Sem maiores pretensões, comecei a preparar a aula para a EBD sobre o famigerado tema (EBD é como os crentes costumam chamar os momentos em que Estudam a Bíblia no Domingo).

Confesso, nunca foi um tema que me agradou. Nunca entendi direito a tara que alguns cristãos têm sobre o assunto.

Além disso, penso que é o tipo de indagação que não se responde com algumas sentenças simples, mas que se carrega por toda a vida.

Apesar disso, fiz um pequeno resumo das conclusões que cheguei:

 

1) A Bíblia desde o Antigo Testamento aponta para esta ideia de julgamento final e de retribuição eterna (céu ou inferno).

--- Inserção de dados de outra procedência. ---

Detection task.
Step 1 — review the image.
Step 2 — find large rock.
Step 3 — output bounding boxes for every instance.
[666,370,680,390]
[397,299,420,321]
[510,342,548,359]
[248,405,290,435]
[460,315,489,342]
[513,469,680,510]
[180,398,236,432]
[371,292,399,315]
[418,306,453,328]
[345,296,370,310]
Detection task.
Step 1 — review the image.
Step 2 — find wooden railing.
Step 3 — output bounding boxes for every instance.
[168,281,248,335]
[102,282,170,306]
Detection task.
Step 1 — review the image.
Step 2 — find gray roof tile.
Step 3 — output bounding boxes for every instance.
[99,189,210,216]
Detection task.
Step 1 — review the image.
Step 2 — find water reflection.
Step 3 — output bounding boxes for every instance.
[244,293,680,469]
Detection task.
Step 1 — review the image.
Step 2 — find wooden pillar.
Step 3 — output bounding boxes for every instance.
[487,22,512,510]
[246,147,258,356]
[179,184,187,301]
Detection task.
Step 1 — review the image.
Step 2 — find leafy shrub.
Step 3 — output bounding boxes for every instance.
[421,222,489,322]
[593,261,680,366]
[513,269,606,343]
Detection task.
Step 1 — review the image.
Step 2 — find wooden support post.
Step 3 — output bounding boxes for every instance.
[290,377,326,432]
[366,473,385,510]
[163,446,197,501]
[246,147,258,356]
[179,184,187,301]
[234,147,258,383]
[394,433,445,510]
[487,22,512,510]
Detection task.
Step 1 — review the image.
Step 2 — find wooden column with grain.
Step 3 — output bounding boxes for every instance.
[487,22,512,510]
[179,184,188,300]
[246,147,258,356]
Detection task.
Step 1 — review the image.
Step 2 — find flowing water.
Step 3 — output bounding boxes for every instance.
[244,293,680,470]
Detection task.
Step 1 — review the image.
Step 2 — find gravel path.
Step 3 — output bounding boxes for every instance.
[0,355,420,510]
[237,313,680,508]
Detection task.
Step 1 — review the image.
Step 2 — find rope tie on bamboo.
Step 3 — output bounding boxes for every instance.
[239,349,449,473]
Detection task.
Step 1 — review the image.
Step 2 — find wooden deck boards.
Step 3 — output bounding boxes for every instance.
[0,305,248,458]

Vários textos do Antigo Testamento, especialmente os proféticos, parecem apontar para esta ideia de retribuição vindoura. Isaías 66.22–24 e Daniel 12.1–2 (reproduzido abaixo) são exemplos disso.

“Multidões que dormem no pó da terra acordarão: uns para a vida eterna, outros para a vergonha, para o desprezo eterno.” (Daniel 12.2)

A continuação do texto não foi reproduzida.